Tellement inopportuns
les mots
laconiques
si peu sûrs, suspendant
la vie
à un espace cruel.
L’amour intoxique,
miroir inverse.
Dans la douce ignorance
il rend ingénu le mensonge.
Il aveugle l’orthographe.
"Dans la poésie de Ana
Marques Gastão, se reflète,
véhiculée sous une forme expressionniste, la
dramatisation des compositions de Paula Rego, qui poursuit ainsi une
sorte de corps syllabique. Celui-ci se révèle
à lui-même en tant que corps souffrant,
à travers de multiples images qui se déplacent de
la description vers une invention symbolique capable de rendre flou ce
que l’on décrit. Ces beaux poèmes
exigeants oscillent entre l’imagination et l’image
perturbée."
Fernando Guimarães
Articles
de presse :
Revue Europe:
"Expression du
corps souffrant, pantelant, au bord de l'abîme. L'angoisse
existentielle des compositions expressionnistes de Paula Rego, les
drames intimes qu'elle donne à voir, les violenœs
des
gestes et des cris peints, communiquent à
l'écriture
d'Ana Marques Gastão, dans Nœuds (Prix Pen club
2004), le
poids douloureux du manque ou de la prostration, la terreur du chaos,
l'ambiguïté sacrificielle, la vie à
rebours. Corps
à corps avec la langue, en écho aux figures
humaines du
tourment et de la désespérance,
écartelées
de l'intérieur : « l'utérus est un
paysage / sans
fruit ou une maison fatiguée et la mémoire,
rugueuse / et
minuscule, se démembre comme un signal bref/ de vie
éteinte dans le passage des jours. » (Sit, 3e
tableau).
Couleurs crues, brutales, mots abrupts, incisifs : la
correspondance s'inscrit en diptyques saisissants d'effroi.
Femmes
exclues, répudiées, humiliées,
lapidées,
mères dépossédées.

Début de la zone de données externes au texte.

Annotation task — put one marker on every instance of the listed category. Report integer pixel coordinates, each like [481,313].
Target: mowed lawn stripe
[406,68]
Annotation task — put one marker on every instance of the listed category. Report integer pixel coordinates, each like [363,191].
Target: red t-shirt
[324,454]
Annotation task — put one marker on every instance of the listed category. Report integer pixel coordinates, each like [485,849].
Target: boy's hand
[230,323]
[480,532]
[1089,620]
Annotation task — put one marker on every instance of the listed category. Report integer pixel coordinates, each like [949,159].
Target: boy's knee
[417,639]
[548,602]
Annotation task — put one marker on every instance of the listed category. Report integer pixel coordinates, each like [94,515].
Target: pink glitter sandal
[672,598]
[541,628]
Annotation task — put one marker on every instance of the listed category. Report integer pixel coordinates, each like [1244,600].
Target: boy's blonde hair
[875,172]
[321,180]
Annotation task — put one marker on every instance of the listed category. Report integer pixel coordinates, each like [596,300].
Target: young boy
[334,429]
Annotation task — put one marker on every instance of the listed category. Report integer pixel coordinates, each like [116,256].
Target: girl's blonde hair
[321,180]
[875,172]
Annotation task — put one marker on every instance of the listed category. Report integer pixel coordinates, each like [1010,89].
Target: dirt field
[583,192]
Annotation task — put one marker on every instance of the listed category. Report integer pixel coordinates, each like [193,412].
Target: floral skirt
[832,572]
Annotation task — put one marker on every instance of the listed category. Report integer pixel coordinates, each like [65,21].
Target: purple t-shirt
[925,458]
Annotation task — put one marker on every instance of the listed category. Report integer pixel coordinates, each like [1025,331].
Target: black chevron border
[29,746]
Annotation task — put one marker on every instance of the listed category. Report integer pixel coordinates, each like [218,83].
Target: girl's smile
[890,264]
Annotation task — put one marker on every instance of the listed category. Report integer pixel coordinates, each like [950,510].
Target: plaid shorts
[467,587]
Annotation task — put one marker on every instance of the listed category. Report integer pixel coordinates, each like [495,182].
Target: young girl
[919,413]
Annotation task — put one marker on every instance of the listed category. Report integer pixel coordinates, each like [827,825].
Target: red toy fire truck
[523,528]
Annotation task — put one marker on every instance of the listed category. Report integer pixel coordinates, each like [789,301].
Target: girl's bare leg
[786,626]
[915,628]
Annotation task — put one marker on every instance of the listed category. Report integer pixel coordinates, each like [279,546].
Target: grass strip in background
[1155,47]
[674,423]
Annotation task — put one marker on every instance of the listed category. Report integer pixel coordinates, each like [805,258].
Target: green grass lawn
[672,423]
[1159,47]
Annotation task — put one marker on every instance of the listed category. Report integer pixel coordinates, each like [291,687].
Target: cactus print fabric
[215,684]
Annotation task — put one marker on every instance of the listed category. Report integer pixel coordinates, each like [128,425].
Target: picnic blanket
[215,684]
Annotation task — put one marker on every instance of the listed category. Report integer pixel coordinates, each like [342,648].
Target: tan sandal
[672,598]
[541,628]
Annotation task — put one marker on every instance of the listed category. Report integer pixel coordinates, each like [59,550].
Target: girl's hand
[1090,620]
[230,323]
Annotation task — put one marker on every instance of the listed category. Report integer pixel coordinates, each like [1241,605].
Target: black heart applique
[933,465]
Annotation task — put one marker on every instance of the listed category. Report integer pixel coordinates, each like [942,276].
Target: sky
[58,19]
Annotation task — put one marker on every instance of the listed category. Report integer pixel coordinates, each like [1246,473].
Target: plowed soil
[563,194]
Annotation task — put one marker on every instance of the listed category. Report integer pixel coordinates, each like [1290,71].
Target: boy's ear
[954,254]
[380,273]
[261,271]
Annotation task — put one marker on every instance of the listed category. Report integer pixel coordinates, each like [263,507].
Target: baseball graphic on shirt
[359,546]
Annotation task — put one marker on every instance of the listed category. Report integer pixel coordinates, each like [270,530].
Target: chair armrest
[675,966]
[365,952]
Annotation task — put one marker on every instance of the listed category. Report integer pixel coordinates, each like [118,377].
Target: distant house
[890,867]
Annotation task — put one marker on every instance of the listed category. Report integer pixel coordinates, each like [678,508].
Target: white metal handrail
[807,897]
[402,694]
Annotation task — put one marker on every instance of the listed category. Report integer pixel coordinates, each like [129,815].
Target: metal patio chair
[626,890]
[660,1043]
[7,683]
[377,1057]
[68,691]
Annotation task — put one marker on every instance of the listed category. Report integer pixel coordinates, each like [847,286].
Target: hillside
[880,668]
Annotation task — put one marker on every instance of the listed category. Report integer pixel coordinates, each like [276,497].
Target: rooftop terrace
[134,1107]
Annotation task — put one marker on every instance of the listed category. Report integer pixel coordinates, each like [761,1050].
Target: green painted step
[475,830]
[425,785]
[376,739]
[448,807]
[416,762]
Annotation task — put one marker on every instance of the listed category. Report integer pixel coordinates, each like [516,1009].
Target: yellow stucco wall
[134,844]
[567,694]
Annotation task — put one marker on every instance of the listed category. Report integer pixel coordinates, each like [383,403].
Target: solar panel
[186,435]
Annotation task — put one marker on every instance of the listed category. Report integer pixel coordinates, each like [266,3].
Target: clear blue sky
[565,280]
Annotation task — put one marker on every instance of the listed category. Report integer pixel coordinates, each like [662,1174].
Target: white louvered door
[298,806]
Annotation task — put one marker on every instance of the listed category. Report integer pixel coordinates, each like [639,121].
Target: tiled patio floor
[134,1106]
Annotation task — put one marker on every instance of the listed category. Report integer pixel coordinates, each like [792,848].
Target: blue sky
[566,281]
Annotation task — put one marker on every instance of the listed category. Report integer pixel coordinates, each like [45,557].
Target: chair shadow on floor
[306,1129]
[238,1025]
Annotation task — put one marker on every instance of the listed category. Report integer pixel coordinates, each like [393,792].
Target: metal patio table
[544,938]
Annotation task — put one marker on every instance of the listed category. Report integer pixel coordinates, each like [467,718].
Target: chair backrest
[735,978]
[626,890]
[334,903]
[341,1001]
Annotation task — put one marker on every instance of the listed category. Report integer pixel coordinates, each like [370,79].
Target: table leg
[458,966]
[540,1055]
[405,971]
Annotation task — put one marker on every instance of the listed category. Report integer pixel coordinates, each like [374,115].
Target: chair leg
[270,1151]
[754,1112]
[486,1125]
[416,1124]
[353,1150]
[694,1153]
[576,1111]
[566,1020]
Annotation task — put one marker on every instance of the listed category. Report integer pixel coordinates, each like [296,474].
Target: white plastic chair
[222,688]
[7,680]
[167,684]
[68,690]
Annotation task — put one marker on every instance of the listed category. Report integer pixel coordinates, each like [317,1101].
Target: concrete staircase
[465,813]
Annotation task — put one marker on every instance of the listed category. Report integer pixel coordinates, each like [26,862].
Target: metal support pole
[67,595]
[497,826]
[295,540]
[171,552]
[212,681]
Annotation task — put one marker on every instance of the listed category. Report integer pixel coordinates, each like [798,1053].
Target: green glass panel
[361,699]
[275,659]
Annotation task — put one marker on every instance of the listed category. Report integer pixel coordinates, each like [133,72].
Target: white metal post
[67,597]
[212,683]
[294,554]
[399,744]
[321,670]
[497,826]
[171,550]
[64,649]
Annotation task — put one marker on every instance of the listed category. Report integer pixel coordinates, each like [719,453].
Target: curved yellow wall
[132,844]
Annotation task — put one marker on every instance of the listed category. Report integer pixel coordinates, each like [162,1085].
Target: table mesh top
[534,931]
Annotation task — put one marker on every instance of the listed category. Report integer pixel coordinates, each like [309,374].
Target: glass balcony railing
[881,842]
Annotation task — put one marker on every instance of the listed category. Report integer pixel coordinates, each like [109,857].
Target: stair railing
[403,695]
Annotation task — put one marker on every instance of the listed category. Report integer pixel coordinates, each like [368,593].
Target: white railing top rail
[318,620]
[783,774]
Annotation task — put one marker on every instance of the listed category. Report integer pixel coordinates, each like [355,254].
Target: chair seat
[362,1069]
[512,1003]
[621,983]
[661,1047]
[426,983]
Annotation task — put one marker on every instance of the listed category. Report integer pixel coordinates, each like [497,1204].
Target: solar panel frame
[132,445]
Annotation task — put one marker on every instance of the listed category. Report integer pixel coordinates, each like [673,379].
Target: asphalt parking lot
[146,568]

Leur
détresse est
jetée sur la toile.
La cinquième œuvre
s'intitule À
la fenêtre. Une femme est représentée
de dos, pieds
nus, accoudée sur l'appui. L'attente et le manque
s'inscrivent
dans le cadre ouvert sur le monde extérieur invisible pour
le
spectateur de la toile. Ana Marques Gastão
intériorise la
situation, s'identifie au personnage, non dans la position de celle qui
regarde et attend mais dans la position de celle qui écrit :
« Et j'écris dans la mutation du poing, sur une
nappe de
lin épais, dans la fraction du chaos refroidi sur la table.
Si
je savais quelle est la nature de la pente entre nous je mourrais moins
de cette mort. » Transposition du visible à
l'invisible.
C'est à l'absent que s'adresse le poème. La main
qui
écrit est dedans et dehors : « Je suis la cellule
et je
suis le monde, un songe plus ou moins dessiné, corps-clair
douloureux dans le ressenti de ta main. » Plus qu'une
interprétation libre, une incorporation de
l'œuvre, la
toile dans le corps du texte.
Douzième tableau, une femme seule, agenouillée
sur un
coussin, en train de se dévêtir. Le texte, en
regard,
s'intitule Blanc. La dernière phrase cristallise la
détresse du geste d'amour sans amour, de
piété
sans foi : « métaphore hurlant son mal
là où
s'achève le texte ». La mariée, page
suivante, est
solitaire déjà. Thème
récurrent : «
J'ai voulu parler, mais l'amour, enseveli, était
déjà exclusion. »
Les sujets religieux (Pietà,
Assomption) sont
traités par Paula Rego avec
l'étrangeté du
décalage. Un ange enfantin accroupi, comme adossé
au pied
de la Vierge sur le point de l'envol : « Vois comme
l'hallucination mène mon cœur de sel au
désastre de
ma bouche [...] Le rire de Dieu est tremblant et scintillant. Et
l'ange, enfant sage, ne dit rien. Les mots meurent s'ils sont dits.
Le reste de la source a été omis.